Case Study:
University careers service

“Independent expertise gives organisations the evidence base they need to make change and try new things”

Are universities the best way to boost social equality? Received wisdom holds that they are a great leveller: win a place to get ahead. But ground-breaking independent research from the Bridge Group has explained why this is a myth. In fact, the people for whom the cost to study at university is highest often benefit the least.

The report, Social Mobility and University Careers Services, demonstrates that students from more affluent backgrounds have better graduate outcomes compared with their less advantaged peers – and looks at what needs to be done to change this. It is the first report to investigate the part that careers services play in addressing the gap in graduate outcomes across socio-economic backgrounds.

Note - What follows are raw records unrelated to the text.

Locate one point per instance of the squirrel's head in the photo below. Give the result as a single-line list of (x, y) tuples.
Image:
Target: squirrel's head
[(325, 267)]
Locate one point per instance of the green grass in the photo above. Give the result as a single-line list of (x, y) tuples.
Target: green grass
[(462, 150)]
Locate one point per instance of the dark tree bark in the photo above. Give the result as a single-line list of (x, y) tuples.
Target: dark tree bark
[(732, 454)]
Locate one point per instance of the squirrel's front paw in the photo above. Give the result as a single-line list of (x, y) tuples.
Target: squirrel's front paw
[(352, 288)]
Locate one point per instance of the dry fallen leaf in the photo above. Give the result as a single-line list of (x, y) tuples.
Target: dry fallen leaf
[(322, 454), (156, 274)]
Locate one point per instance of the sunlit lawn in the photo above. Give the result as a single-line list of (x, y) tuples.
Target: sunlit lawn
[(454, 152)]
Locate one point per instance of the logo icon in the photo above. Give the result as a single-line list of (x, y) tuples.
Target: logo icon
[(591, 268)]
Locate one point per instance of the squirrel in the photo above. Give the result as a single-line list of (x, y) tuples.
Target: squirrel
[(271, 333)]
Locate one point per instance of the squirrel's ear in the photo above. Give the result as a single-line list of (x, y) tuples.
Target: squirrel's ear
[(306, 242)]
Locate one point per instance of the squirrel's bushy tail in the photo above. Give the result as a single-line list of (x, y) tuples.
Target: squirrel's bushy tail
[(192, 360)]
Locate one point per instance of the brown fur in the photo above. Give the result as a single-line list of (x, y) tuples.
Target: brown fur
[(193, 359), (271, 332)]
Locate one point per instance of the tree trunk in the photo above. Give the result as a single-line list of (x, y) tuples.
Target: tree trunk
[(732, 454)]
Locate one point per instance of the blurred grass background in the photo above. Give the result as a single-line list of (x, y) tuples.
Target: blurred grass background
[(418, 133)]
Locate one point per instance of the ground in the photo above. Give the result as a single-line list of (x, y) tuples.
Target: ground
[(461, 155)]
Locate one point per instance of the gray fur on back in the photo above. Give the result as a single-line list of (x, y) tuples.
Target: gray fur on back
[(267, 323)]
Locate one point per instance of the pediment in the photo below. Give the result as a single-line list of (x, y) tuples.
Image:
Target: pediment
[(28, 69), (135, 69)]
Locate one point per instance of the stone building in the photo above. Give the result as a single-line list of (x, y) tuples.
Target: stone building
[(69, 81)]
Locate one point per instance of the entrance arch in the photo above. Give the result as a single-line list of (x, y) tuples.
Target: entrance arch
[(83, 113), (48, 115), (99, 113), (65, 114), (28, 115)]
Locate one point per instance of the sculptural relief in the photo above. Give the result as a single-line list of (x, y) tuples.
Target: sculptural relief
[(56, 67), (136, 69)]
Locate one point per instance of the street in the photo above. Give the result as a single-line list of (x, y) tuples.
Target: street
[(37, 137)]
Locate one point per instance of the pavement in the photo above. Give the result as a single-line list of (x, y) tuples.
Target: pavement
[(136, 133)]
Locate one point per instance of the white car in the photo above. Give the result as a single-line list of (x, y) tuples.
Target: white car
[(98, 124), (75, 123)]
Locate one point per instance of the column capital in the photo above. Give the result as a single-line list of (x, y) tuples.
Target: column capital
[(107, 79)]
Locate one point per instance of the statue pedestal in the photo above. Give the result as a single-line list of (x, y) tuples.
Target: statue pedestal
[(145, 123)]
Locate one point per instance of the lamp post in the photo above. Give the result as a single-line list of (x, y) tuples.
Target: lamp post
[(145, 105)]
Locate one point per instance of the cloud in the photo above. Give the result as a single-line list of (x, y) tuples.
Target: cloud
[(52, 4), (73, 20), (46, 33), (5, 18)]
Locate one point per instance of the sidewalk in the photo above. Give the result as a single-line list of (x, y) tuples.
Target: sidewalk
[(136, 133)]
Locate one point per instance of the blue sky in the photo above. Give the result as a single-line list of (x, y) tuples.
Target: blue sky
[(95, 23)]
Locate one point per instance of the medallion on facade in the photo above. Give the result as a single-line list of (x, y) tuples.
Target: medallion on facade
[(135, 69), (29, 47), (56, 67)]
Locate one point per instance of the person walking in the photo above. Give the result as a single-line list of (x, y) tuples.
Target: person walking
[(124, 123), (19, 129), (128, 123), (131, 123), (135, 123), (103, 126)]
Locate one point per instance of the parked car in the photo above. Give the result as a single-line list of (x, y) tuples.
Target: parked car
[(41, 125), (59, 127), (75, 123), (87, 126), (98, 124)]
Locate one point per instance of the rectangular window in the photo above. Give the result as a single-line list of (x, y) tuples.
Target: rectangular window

Wide-ranging in scope, it drew on new evidence from more than 30 interviews with leading practitioners across 12 universities. “We felt that interrogating how careers services and universities support the employment and outcomes of disadvantaged students was vital,” says Richard Brabner, Director of the UPP Foundation, which funded the research. “Students from lower socio-economic backgrounds have higher dropout rates and weaker outcomes. These impact their ability to succeed. We want to close those gaps.”

The report has helped to inform the grant-giving side of the UPP Foundation, helping it to understand how it might better support disadvantaged students to succeed both in, and after, university. “For example, the report found that activities such as study abroad programmes can have a proportionally higher impact on graduate earnings and outcomes for students from lower socio-economic backgrounds,” says Richard.

“As a result of this, we created a partnership supporting Universities UK International in their work to encourage UK students – particularly those from disadvantaged backgrounds – to study, work or volunteer abroad as part of their degree programme. The report has shaped the conversation around what careers services provide and is informing action across the sector.”